EPIDEMIOLOGY AND RISK FACTORS
CP is the most common motor disability of childhood, affecting approximately 3.6 per 1,000 school-age children (2) with at least 8,000 new cases each year in the United States (3).
The population of children with CP may be increasing due to premature infants who are surviving in greater numbers (4), higher incidence in normal-weight term infants (3), and longer survival overall. The proportion of CP that is most severe is also increasing, with as much as a third of all children with CP having both severe motor impairments and mental retardation (5).The etiology of CP is often not well understood. The majority of cases in term infants do not have an identifiable etiology (6). Factors that may contribute to brain injury and CP include prematurity, infection, inflammation, and coagulopathy (7). There is also considerable interest in the contributory roles of various biomolecules and cytokines that accompany infectious or inflammatory processes (8).
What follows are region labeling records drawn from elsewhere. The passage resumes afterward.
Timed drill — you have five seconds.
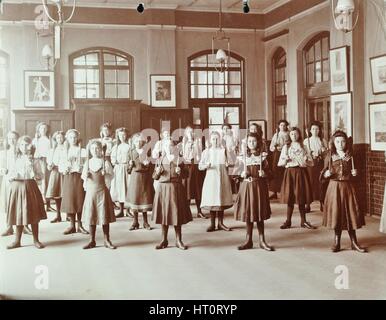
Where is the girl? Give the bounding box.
[180,126,207,219]
[152,140,193,250]
[0,131,19,237]
[321,130,366,252]
[82,140,116,249]
[303,122,327,212]
[46,131,65,223]
[235,133,273,251]
[7,136,47,249]
[269,120,290,199]
[99,122,114,189]
[32,122,51,211]
[110,128,131,218]
[278,128,315,229]
[59,129,88,234]
[198,131,233,232]
[128,133,154,230]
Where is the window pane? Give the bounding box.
[87,84,99,99]
[103,53,116,66]
[86,53,99,66]
[87,69,99,83]
[74,84,87,99]
[74,56,86,66]
[118,84,130,99]
[74,69,86,83]
[105,84,117,98]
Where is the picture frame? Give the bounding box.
[24,70,55,108]
[248,119,267,139]
[369,101,386,152]
[150,74,176,108]
[331,92,352,137]
[330,46,350,94]
[370,54,386,94]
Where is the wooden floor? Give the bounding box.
[0,203,386,299]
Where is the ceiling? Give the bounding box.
[4,0,290,13]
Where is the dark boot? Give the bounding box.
[155,225,169,250]
[31,223,44,249]
[115,202,125,218]
[1,226,13,237]
[102,224,117,250]
[51,199,62,223]
[299,206,316,229]
[348,230,367,253]
[142,212,151,230]
[76,212,89,234]
[217,211,232,231]
[83,225,96,250]
[206,211,216,232]
[129,212,139,231]
[237,222,253,250]
[280,205,294,229]
[257,221,275,251]
[63,213,76,234]
[174,226,188,250]
[331,229,342,252]
[7,226,24,249]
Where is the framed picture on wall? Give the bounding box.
[24,71,55,108]
[331,93,352,137]
[248,120,267,139]
[369,101,386,151]
[330,46,350,93]
[370,54,386,94]
[150,74,176,108]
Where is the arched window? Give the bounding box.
[0,50,9,146]
[272,48,287,126]
[70,47,134,99]
[188,50,245,129]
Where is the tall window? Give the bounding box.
[70,48,134,99]
[188,50,244,129]
[304,32,330,87]
[0,51,9,146]
[272,48,287,126]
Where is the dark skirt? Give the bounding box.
[307,159,324,201]
[127,171,154,212]
[323,180,365,230]
[46,167,62,199]
[7,180,47,226]
[235,179,271,222]
[269,150,285,193]
[152,182,193,226]
[280,167,312,205]
[61,173,85,214]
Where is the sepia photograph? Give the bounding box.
[0,0,386,308]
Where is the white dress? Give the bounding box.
[110,143,131,203]
[199,148,233,211]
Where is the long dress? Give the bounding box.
[269,131,289,193]
[152,156,193,226]
[278,142,313,205]
[82,158,115,226]
[110,143,131,204]
[199,148,233,211]
[59,146,86,214]
[234,154,271,222]
[7,155,47,226]
[303,136,327,201]
[127,149,154,212]
[320,154,365,230]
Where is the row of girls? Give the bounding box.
[1,121,376,252]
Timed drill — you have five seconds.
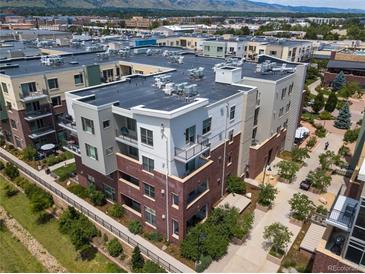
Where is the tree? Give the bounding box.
[264,223,293,254]
[332,70,346,91]
[107,238,123,257]
[312,92,324,113]
[289,193,313,221]
[22,146,37,161]
[227,176,246,194]
[276,160,299,183]
[132,246,144,272]
[291,146,310,163]
[258,183,278,206]
[324,92,337,112]
[307,169,331,192]
[334,102,351,129]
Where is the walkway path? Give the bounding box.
[49,158,75,171]
[0,148,194,273]
[0,207,68,273]
[205,133,344,273]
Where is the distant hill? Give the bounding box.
[0,0,365,13]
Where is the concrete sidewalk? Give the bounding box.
[0,148,195,273]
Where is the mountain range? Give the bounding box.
[0,0,365,13]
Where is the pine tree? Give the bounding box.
[334,102,351,129]
[324,92,337,112]
[312,93,324,113]
[132,246,144,272]
[332,70,346,91]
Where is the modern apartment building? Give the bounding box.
[62,48,306,241]
[312,115,365,273]
[0,49,142,148]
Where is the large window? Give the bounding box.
[144,206,156,226]
[85,144,98,160]
[229,106,236,120]
[81,117,95,134]
[104,184,115,201]
[74,73,84,85]
[141,127,153,146]
[186,181,208,204]
[48,78,58,89]
[144,183,155,199]
[203,118,212,134]
[142,156,155,172]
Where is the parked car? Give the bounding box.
[299,179,312,190]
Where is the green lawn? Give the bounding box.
[0,176,123,272]
[0,230,47,272]
[53,163,76,181]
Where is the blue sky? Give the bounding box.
[253,0,365,9]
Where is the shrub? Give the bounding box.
[257,183,278,206]
[196,255,213,273]
[144,231,163,242]
[289,193,313,221]
[318,111,333,120]
[131,246,144,272]
[108,204,125,218]
[67,184,88,199]
[343,128,360,143]
[306,136,317,149]
[142,261,166,273]
[4,163,19,180]
[128,220,143,234]
[4,184,19,198]
[107,239,123,257]
[227,176,246,194]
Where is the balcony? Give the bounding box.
[24,108,52,122]
[28,127,56,139]
[175,136,210,163]
[19,90,48,102]
[63,144,81,156]
[58,116,77,134]
[115,129,138,147]
[326,195,358,232]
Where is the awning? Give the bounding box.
[295,127,309,139]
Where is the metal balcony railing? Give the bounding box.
[175,136,209,161]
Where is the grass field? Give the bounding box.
[0,230,47,273]
[0,176,124,272]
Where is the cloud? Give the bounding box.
[254,0,365,9]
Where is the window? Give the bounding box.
[48,78,58,89]
[228,129,233,142]
[144,183,155,199]
[51,96,62,107]
[171,193,179,206]
[121,172,139,187]
[187,181,208,204]
[105,147,113,155]
[229,106,236,120]
[281,88,286,100]
[172,219,179,236]
[142,156,155,172]
[103,184,115,201]
[87,175,95,186]
[74,73,84,85]
[85,144,98,160]
[185,126,195,144]
[81,117,95,134]
[103,120,110,128]
[10,119,16,129]
[144,206,156,226]
[1,83,8,93]
[141,127,153,146]
[203,118,212,135]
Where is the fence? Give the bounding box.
[0,151,183,273]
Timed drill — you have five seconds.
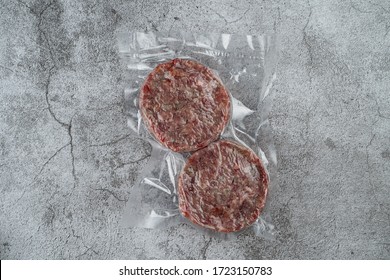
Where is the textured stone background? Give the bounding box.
[0,0,390,259]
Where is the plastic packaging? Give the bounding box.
[118,32,277,238]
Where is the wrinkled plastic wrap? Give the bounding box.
[118,32,277,237]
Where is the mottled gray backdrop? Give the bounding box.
[0,0,390,259]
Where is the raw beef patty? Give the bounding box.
[140,58,230,152]
[178,140,268,232]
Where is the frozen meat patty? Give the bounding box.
[178,140,268,232]
[140,58,230,152]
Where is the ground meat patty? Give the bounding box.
[140,58,230,152]
[178,140,268,232]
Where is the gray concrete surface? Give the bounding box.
[0,0,390,259]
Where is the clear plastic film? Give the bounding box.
[118,32,277,238]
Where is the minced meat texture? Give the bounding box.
[178,140,268,232]
[140,58,230,152]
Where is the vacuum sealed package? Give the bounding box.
[118,32,277,237]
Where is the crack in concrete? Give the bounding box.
[114,154,150,170]
[373,97,390,120]
[302,1,314,85]
[349,0,374,14]
[30,143,70,182]
[95,188,127,202]
[200,237,213,260]
[75,245,99,259]
[45,66,77,188]
[68,117,77,189]
[89,134,131,147]
[209,7,251,24]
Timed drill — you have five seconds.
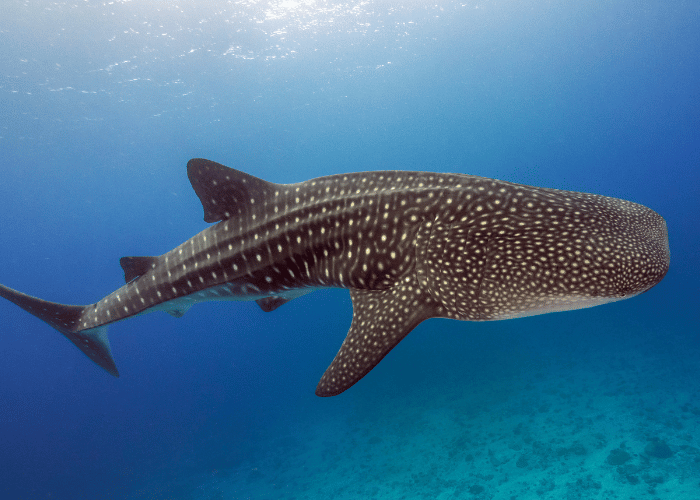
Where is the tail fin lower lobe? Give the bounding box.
[0,285,119,377]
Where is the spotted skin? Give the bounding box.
[0,159,669,396]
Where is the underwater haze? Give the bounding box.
[0,0,700,500]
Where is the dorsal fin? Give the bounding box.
[119,257,158,283]
[187,158,276,222]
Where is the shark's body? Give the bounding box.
[0,159,669,396]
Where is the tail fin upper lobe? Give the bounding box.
[0,285,119,377]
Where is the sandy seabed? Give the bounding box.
[191,342,700,500]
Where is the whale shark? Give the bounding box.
[0,158,670,396]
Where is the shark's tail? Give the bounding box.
[0,285,119,377]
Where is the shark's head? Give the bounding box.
[428,186,670,320]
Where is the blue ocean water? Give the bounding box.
[0,0,700,500]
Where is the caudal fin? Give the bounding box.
[0,285,119,377]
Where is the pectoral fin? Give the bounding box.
[316,277,440,396]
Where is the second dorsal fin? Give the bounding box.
[187,158,276,222]
[119,257,158,283]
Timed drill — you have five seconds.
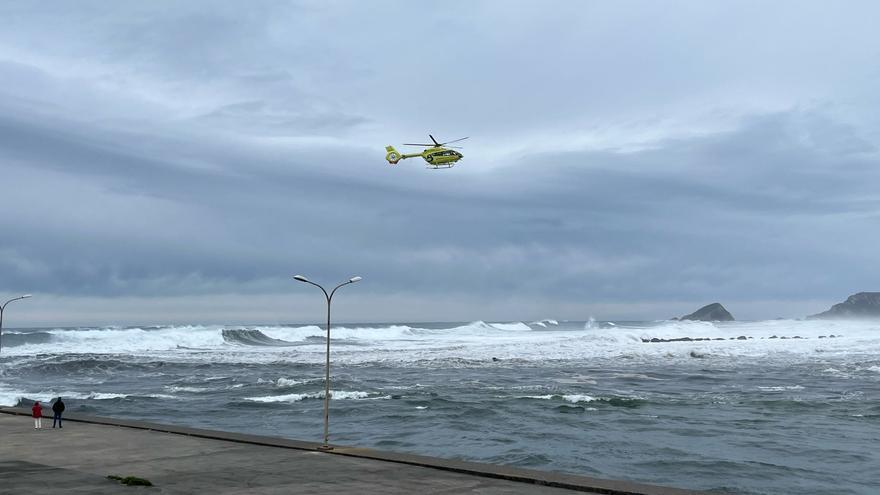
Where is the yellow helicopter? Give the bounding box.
[385,134,467,169]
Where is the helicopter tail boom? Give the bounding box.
[385,146,403,165]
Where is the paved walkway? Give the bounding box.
[0,408,696,495]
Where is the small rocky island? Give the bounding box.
[679,303,734,321]
[807,292,880,320]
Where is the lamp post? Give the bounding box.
[0,294,31,351]
[293,275,361,450]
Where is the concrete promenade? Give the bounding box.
[0,407,699,495]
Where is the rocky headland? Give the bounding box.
[678,303,734,321]
[807,292,880,320]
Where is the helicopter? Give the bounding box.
[385,134,467,170]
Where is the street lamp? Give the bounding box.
[293,275,361,450]
[0,294,31,351]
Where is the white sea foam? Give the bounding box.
[4,320,880,368]
[244,390,372,402]
[165,385,211,393]
[562,394,596,404]
[758,385,804,392]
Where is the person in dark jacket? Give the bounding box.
[31,401,43,430]
[52,397,64,428]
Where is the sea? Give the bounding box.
[0,319,880,495]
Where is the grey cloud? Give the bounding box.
[0,2,880,326]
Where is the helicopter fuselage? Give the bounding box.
[385,146,464,168]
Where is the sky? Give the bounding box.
[0,0,880,328]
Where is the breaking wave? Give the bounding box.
[222,329,296,346]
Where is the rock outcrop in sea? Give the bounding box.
[679,303,734,321]
[807,292,880,320]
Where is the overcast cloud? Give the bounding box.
[0,1,880,327]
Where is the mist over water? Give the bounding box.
[0,320,880,495]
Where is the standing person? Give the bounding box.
[52,397,64,428]
[31,401,43,430]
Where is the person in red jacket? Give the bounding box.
[31,401,43,430]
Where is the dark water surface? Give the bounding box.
[0,321,880,495]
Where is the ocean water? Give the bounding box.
[0,320,880,495]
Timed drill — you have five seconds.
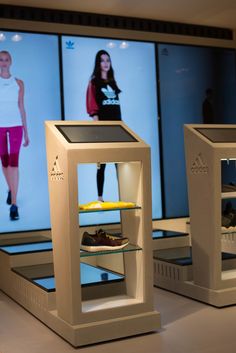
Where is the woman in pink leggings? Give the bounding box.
[0,50,29,221]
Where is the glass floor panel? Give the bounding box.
[32,263,125,292]
[79,206,141,213]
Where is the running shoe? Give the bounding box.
[81,229,129,252]
[222,202,236,228]
[6,190,11,205]
[10,205,19,221]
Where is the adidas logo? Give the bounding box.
[191,153,208,174]
[66,40,75,49]
[101,85,116,99]
[50,156,64,181]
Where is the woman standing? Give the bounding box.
[86,50,121,201]
[0,50,29,220]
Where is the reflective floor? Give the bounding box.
[0,288,236,353]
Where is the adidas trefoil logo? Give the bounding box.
[191,153,208,174]
[50,156,64,181]
[66,40,75,49]
[101,85,116,99]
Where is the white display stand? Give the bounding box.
[43,121,160,346]
[155,125,236,307]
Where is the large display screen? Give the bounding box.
[0,31,61,233]
[62,36,162,225]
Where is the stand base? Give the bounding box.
[46,311,161,347]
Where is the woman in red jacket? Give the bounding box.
[86,50,121,201]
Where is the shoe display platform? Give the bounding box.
[0,121,160,347]
[171,124,236,307]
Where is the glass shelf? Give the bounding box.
[152,229,189,239]
[221,191,236,199]
[79,206,141,213]
[80,244,142,257]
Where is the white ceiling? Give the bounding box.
[1,0,236,29]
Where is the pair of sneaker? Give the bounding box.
[81,229,129,252]
[222,202,236,228]
[6,190,19,221]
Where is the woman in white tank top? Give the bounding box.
[0,51,29,221]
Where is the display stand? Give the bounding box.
[46,121,160,346]
[154,125,236,307]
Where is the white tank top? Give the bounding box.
[0,76,22,127]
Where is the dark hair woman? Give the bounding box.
[86,50,121,201]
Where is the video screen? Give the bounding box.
[62,36,162,225]
[196,128,236,143]
[56,125,137,143]
[0,31,61,233]
[158,44,236,218]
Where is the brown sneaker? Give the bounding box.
[80,229,129,252]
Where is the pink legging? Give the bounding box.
[0,126,23,168]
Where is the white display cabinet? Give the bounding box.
[154,125,236,307]
[43,121,160,346]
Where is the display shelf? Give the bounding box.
[0,240,142,257]
[80,244,142,257]
[79,206,141,213]
[0,240,52,255]
[221,269,236,281]
[221,191,236,199]
[152,229,189,240]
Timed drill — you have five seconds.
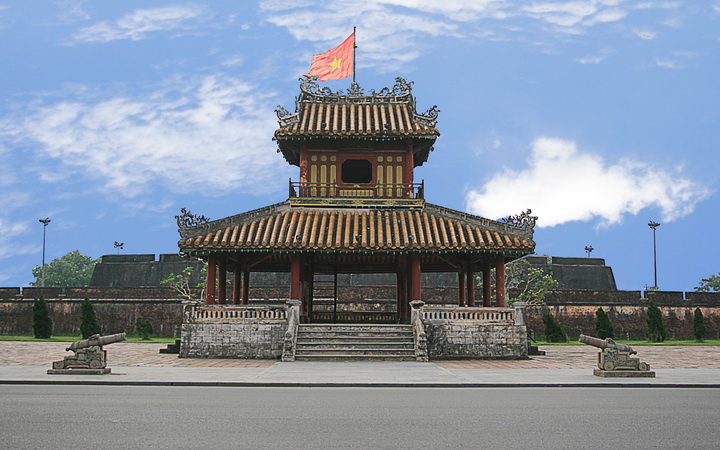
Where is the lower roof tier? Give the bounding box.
[178,201,535,256]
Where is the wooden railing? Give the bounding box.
[193,305,287,322]
[289,180,425,199]
[423,306,515,323]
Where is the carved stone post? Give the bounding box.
[410,300,428,362]
[513,302,527,326]
[282,300,302,361]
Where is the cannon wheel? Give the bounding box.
[90,359,103,369]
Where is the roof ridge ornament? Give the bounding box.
[175,208,210,230]
[501,208,538,232]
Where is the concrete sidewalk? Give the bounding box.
[0,341,720,388]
The greatest risk factor for the development of CP is prematurity. Premature infants (born earlier than 37 weeks gestation) are much more likely to develop the condition than term infants, and incidence rates are highest in the very earliest infants (9,10). Rates of CP in premature and low birth-weight infants vary from 40 to 150 per 1,000 live births (11), with some reports suggesting increasing (4) or decreasing rates (11,12) in the last decade or more. Figure 8.1 (5) demonstrates the role of prematurity in CP. The vertical bars represent raw numbers of children with CP and demonstrate that the largest numbers of children with CP were born at term. The horizontal lines represent the rates of development of CP at roughly 2/1,000 live births for term infants, 5/1,000 for infants born at 33-36 weeks gestation, and 30/1,000 live births for infants born prior to 28 weeks gestation. These rates demonstrate the profound effect of prematurity as a risk factor for CP.
Prenatal risk factors for CP include being small for gestational age (13), being of low or very low birth weight (14), developing infection (especially chorioam- nionitis and cytomegalovirus) (15), having evidence of stroke (16), or having neonatal encephalopathy (17).
Figure 8.1 Cerebral palsy numbers and rates (excluding cases due to postneonatal causes) by gestational age in western Australia, 1981-1992. (Reprinted with permission from: Cerebral Palsies: Epidemiology and Causal Pathways. London: MacKeith Press; 2000; 151:26.)
Maternal risk factors for CP include Chorioamnionitis (18,19) or fever during labor, coagulopathy or bleeding (20), placental infarction, and thyroid disease (21). Postnatal risk factors for CP are often related to social disadvantage, and include trauma in developed nations (22) and infection in developing nations (23). Additional risk factors for CP include kernicterus (24), methyl mercury exposure (25), and genetic causes (26).
Severe birth asphyxia in term infants is not a major cause of CP. Less than 10% of children with the condition had asphyxia, in contrast to prematurity, which is associated with up to half of all cases of CP. Nonetheless, for children who have true birth asphyxia, the risk of CP is increased (27). Fetal monitoring in the United States has probably increased the rate of cesarean section deliveries, but has not been associated with any decline in rates of CP (28). Term infants described as having birth asphyxia often manifest certain signs, including acidosis, bradycardia, or neonatal encephalopathy. Intrauterine exposure to infection or a coagulation disorder can cause a similar clinical picture at birth and may be mistaken for complications of birth asphyxia. Birth asphyxia by itself accounts for a small minority of cases of CP (29). Neonatal encephalopathy generally is diagnosed in neonates with significant neurologic dysfunction, including respiratory difficulties, altered tone, low consciousness, or seizure activity. It is the best predictor of CP in term infants, regardless of the cause of the encephalopathy.